Multiphase pumping lowers WHP and minimizes equipment requirements by creating a low-pressure zone between the well and the high backpressure source, such as a long flow line or downstream separator, said the company. This technology is used to lower backpressure in flow lines from wells and production gathering systems, or to boost pressure going into higher-pressure discharge flow lines. It is most beneficial to production companies that do not have the space to install separators, flash tanks, compressors, liquid pumps, and vapor recovery units but still want to achieve lower operating pressure to maintain or improve production.
Multiphase pumping could also be useful in special industrial applications with low net positive suction head available, such as operations with fluids at flash point and operations using compressible fluids with entrained gas, which could damage conventional pumps.

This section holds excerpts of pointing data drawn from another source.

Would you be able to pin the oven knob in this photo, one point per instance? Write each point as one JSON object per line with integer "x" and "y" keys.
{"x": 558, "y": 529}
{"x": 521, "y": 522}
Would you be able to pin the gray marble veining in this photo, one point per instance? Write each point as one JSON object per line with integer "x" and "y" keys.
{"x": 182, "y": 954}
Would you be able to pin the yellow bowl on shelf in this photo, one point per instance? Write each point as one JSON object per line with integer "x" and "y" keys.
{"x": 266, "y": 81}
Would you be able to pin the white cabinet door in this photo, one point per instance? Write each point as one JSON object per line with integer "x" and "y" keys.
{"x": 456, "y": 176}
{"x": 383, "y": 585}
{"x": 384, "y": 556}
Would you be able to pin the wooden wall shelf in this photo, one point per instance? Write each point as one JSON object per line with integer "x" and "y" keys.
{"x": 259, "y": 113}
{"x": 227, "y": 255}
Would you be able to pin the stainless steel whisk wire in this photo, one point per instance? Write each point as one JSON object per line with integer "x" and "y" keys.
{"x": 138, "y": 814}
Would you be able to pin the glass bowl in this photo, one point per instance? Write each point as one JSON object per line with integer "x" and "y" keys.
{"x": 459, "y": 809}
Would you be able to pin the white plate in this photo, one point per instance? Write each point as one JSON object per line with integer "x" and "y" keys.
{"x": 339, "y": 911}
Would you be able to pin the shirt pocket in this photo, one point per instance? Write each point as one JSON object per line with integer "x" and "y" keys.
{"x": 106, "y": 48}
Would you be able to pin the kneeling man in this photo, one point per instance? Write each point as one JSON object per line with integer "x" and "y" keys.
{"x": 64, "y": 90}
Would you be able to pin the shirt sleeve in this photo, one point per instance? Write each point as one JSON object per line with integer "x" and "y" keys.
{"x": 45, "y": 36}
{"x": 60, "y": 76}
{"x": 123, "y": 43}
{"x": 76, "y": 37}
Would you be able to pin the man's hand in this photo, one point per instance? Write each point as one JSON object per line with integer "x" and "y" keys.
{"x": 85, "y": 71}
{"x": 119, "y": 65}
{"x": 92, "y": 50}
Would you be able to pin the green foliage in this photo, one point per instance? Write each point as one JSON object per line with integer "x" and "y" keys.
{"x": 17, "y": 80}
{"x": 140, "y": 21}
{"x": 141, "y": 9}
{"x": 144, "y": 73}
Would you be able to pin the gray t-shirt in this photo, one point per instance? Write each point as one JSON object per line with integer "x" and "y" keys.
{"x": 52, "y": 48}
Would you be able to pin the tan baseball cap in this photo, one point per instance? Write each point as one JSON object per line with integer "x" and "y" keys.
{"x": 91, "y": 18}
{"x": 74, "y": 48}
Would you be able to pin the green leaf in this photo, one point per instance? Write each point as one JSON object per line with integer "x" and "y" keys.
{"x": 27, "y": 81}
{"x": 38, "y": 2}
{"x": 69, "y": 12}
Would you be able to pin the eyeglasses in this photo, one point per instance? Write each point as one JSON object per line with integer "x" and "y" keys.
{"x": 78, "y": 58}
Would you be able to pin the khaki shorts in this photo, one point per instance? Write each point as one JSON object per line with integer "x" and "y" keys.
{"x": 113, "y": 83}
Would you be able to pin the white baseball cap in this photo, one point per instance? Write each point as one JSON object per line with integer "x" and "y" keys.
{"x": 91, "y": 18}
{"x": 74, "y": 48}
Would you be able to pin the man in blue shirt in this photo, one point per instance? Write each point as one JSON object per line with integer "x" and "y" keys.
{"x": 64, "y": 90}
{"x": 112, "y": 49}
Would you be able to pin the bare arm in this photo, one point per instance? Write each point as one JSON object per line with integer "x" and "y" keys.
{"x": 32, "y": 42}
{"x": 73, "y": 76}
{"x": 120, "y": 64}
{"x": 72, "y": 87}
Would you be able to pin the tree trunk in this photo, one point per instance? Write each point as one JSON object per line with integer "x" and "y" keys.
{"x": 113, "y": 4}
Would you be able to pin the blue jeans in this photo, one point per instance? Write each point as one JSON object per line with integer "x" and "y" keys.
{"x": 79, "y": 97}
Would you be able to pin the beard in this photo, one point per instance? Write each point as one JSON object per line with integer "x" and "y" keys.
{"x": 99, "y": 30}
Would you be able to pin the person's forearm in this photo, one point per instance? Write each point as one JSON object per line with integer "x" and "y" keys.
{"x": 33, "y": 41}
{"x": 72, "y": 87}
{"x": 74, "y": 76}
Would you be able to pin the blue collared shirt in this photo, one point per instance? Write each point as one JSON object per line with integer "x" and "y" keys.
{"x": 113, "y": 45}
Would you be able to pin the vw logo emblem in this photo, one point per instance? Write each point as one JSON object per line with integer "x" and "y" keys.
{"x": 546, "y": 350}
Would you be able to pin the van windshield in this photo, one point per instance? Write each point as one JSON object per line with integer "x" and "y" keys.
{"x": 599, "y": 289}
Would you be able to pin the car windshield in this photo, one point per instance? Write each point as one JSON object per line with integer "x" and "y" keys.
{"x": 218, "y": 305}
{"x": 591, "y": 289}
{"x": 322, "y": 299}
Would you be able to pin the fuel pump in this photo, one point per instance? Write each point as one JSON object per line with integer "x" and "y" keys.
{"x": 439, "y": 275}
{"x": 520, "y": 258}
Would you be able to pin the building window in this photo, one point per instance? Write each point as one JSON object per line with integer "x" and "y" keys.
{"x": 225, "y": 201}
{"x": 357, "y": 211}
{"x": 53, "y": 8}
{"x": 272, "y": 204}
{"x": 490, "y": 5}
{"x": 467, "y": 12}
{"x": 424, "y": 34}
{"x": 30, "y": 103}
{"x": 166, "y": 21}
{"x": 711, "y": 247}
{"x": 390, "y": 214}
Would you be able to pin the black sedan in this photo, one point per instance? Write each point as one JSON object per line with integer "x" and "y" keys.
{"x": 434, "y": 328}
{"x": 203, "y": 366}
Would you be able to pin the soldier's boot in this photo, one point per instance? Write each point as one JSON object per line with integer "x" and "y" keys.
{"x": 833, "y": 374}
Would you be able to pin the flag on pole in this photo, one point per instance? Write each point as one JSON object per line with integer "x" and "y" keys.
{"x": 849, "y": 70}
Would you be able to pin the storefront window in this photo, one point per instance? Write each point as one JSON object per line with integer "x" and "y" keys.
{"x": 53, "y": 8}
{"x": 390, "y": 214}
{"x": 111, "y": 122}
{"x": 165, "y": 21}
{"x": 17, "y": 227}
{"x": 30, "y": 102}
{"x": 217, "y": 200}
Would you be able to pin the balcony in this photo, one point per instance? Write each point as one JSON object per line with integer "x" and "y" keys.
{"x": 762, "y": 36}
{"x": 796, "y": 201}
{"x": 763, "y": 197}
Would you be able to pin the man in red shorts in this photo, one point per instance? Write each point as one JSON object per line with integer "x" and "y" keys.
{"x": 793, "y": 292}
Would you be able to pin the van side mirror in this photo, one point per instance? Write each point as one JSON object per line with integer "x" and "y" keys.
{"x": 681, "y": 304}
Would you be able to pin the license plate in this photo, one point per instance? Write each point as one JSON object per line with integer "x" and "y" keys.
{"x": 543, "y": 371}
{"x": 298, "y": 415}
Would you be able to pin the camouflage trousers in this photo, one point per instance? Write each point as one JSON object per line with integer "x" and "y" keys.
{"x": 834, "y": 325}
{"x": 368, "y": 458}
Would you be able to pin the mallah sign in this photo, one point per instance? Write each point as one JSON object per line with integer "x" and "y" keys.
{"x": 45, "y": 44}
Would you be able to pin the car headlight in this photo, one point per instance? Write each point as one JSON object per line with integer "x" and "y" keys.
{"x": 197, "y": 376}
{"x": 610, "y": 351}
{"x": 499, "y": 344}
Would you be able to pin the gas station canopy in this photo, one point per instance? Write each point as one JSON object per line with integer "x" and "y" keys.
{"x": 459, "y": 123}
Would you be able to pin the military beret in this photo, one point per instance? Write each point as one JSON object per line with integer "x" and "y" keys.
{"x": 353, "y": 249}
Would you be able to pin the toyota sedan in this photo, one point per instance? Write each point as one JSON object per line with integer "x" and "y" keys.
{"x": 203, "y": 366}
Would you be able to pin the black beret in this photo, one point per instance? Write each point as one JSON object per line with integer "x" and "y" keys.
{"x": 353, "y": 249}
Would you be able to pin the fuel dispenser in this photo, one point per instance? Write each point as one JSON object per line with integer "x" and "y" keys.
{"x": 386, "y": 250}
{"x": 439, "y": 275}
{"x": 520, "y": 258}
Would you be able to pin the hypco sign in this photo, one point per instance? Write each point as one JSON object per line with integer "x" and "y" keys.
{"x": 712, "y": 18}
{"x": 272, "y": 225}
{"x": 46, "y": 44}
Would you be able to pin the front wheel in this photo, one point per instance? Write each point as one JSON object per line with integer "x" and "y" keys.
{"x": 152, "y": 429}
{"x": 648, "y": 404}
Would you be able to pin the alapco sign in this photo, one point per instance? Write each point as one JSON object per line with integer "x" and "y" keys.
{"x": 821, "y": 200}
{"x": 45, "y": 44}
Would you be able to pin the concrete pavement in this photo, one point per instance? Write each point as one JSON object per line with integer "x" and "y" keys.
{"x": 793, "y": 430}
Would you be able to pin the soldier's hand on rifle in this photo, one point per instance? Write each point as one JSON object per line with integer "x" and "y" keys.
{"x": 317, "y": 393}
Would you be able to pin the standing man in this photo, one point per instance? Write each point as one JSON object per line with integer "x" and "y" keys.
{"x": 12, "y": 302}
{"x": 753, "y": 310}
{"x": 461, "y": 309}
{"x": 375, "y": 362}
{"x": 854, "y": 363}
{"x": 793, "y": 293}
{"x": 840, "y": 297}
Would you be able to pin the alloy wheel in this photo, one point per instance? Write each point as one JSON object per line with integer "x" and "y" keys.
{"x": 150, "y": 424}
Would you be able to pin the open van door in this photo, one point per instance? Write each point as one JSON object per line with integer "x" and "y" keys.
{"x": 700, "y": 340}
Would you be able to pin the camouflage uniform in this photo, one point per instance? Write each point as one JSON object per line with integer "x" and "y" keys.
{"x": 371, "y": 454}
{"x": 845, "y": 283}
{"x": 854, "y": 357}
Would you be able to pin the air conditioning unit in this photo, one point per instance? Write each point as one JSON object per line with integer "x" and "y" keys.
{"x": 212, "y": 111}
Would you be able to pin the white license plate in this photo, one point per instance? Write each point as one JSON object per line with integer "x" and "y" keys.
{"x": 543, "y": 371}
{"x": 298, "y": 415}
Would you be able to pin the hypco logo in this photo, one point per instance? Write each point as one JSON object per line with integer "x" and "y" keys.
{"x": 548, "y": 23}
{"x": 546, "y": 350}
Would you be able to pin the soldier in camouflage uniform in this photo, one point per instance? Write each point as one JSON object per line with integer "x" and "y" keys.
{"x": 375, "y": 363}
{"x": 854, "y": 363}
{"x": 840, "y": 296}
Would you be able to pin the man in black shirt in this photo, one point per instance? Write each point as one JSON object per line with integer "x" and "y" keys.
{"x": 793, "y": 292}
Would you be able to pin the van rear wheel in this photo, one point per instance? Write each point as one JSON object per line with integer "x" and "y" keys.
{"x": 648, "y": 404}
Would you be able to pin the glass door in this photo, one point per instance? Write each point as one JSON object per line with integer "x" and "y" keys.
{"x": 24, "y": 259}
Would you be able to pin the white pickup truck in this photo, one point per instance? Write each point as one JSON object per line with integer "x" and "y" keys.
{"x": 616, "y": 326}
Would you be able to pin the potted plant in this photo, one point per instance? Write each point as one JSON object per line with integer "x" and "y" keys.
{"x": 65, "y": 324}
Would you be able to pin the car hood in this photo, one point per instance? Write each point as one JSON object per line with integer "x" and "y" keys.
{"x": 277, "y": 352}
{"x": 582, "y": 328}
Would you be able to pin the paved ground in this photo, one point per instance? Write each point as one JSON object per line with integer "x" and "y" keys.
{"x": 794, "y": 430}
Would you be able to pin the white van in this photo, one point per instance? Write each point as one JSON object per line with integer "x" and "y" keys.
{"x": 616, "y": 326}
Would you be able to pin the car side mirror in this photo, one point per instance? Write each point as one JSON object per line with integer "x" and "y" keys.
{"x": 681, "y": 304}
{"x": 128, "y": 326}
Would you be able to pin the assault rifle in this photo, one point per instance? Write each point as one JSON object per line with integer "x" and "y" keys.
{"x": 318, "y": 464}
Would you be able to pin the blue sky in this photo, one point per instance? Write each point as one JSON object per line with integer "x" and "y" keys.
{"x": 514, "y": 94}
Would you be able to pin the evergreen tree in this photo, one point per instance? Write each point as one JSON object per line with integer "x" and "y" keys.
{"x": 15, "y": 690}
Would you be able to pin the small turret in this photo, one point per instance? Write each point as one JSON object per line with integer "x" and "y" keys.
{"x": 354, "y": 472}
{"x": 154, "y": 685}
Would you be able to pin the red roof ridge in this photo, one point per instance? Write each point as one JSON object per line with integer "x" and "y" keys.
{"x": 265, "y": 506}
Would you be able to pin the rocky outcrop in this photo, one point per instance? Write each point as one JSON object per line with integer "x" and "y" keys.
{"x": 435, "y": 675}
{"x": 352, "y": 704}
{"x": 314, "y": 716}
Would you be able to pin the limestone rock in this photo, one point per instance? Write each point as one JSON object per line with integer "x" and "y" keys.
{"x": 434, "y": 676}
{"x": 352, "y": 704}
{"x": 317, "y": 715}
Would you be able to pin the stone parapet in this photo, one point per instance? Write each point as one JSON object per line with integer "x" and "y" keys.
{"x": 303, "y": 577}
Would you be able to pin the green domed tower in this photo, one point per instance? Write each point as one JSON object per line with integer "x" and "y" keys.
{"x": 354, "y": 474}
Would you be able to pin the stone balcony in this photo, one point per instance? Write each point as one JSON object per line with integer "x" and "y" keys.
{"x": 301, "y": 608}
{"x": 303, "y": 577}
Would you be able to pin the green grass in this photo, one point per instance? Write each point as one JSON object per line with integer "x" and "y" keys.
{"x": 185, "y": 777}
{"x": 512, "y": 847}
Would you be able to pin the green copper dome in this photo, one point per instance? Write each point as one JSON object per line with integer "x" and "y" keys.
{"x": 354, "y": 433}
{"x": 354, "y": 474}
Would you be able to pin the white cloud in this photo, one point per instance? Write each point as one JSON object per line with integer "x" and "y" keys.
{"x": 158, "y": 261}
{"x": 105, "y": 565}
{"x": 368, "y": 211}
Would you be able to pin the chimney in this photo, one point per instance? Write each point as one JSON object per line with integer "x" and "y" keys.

According to the company, multiphase booster system is a vertical, long-stroke, duplex-piston positive-displacement pump that reciprocates using hydraulic cylinders actuated by a hydraulic power unit (HPU). The HPU design allows the pump to handle flows ranging from wet gas streams to 100% liquids, which covers a broad range of viscosities and densities. The pump can also manage flow streams that contain periodic slugs of fine solids, such as sand or silt. The HPU allows the pump to provide a 0 to 100% turndown of the flow volume, a benefit that most multiphase pumps are unable to offer, even with a variable frequency drive (VFD) or conventional compressors operating in recycle mode. The HPU, driven by a gas engine, diesel engine, or electric-motor prime mover, can be mounted on the same skid or on separate skids to meet space and crane lift weight limitations. This flexibility allows for future interchangeability of various pump systems and HPU sizes as conditions change.
Typically, discharge pressure for a 12-in. pump for HP applications is up to 1,200 psig but can be rated as high as 2,000 psig if required, the company said. Sizes up to 16-in. plunger diameter can also be rated up to 900 lb ANSI with up to 2,000-psig discharge. Both the pump and its seal system are fully rated, statically and operationally, for ANSI class 300-, 600-, or 900-lb pressure levels, depending on the system requirements. Units up to 20 in. in diameter are limited to 600 lb ANSI, and 24- to 32-in. units are typically rated at 300 lb ANSI.
Newfield says that a single RamPump unit can eliminate the need for separators, compressors, pumps, and vapor recovery systems at remote onshore well sites or offshore platforms, thus saving space and capital.
High-performance drilling fluid
A new high-performance water-base drilling fluid has been introduced by Baker Hughes Inteq Drilling Fluids. The Performax fluid is designed to deliver the drilling characteristics of emulsion-base drilling fluids without sacrificing environmental compliance. According to Baker, benefits include improved shale inhibition (reduced pore pressure transmission), increased cuttings integrity, increased rates of penetration, and reduced torque and drag.
Since its introduction last year, the fluid has been used on a broad range of drilling applications including onshore, continental shelf, and deepwater projects. A few highlights from these wells include penetration rates averaging 90 ft/hr (28.6 m/hr) with both PDC and rock bits, low dilution rates and high solids removal efficiency, friction factors equivalent to emulsion-base mud, minimum bit balling and accretion, elimination of rig set-up and waste management costs associated with emulsion muds, and significant rigtime savings during clean-up for completions versus emulsion muds, Baker said.